UNASSIGNED: Antibodies with distinctive quality were induced by different vaccines and infection. The data imply the utility of different vaccine platforms to elicit antibody responses with fine-tuned Fc activities.
摘要:
抗SARS-CoV-2刺突蛋白的抗体是针对该病毒的保护的关键免疫决定簇。虽然病毒中和是刺突特异性抗体的关键功能,抗体还介导Fc依赖性活性,这些活性可以在保护或发病机理中发挥作用。

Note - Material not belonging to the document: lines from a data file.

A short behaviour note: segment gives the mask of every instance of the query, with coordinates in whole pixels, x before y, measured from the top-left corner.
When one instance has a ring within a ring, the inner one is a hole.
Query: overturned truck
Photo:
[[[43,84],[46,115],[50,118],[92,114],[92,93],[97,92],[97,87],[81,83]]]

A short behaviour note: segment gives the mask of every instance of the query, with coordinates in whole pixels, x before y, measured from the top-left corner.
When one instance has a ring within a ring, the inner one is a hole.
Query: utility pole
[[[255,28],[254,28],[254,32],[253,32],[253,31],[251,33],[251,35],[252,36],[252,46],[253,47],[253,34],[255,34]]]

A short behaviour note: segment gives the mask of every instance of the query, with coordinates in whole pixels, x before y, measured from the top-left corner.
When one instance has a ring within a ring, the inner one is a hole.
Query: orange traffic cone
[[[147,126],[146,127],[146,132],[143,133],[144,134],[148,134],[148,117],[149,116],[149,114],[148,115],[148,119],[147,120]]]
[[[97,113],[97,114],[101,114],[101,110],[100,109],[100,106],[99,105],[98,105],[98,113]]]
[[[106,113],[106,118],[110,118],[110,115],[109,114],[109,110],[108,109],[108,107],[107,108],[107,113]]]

本研究表征了在两剂异源腺病毒载体(Ad26/Ad5)疫苗后引发的血清抗体应答。
■疫苗诱导的抗体结合滴度和Fc介导的功能在六个月内下降,而中和滴度保持稳定。Ad26/Ad5与Ad5后抗体同种型的比较LNP-mRNA疫苗接种和感染后显示,抗尖峰IgG1在所有组中占主导地位并产生高水平。Ad26/Ad5疫苗也诱导IgG4,但不诱导IgG2和IgG3,而LNP-mRNA疫苗引起完整的Ig谱(IgM,IgG1-4,IgA1-2)。恢复期COVID-19患者主要有IgM和IgA1以及IgG1。尽管存在这些差异,对早期变异的中和效力相似.然而,与COVID-19组相比,两个疫苗组的抗体具有更高的补体和Fcg受体结合Fc效力.Ad26/Ad5组还表现出更强的RBD特异性抗体介导的细胞吞噬作用。
■通过不同的疫苗和感染诱导具有独特质量的抗体。数据暗示了不同疫苗平台在具有微调的Fc活性的情况下引发抗体应答的效用。
本研究表征了在两剂异源腺病毒载体(Ad26/Ad5)疫苗后引发的血清抗体应答。
■疫苗诱导的抗体结合滴度和Fc介导的功能在六个月内下降,而中和滴度保持稳定。Ad26/Ad5与Ad5后抗体同种型的比较LNP-mRNA疫苗接种和感染后显示,抗尖峰IgG1在所有组中占主导地位并产生高水平。Ad26/Ad5疫苗也诱导IgG4,但不诱导IgG2和IgG3,而LNP-mRNA疫苗引起完整的Ig谱(IgM,IgG1-4,IgA1-2)。恢复期COVID-19患者主要有IgM和IgA1以及IgG1。尽管存在这些差异,对早期变异的中和效力相似.然而,与COVID-19组相比,两个疫苗组的抗体具有更高的补体和Fcg受体结合Fc效力.Ad26/Ad5组还表现出更强的RBD特异性抗体介导的细胞吞噬作用。
■通过不同的疫苗和感染诱导具有独特质量的抗体。数据暗示了不同疫苗平台在具有微调的Fc活性的情况下引发抗体应答的效用。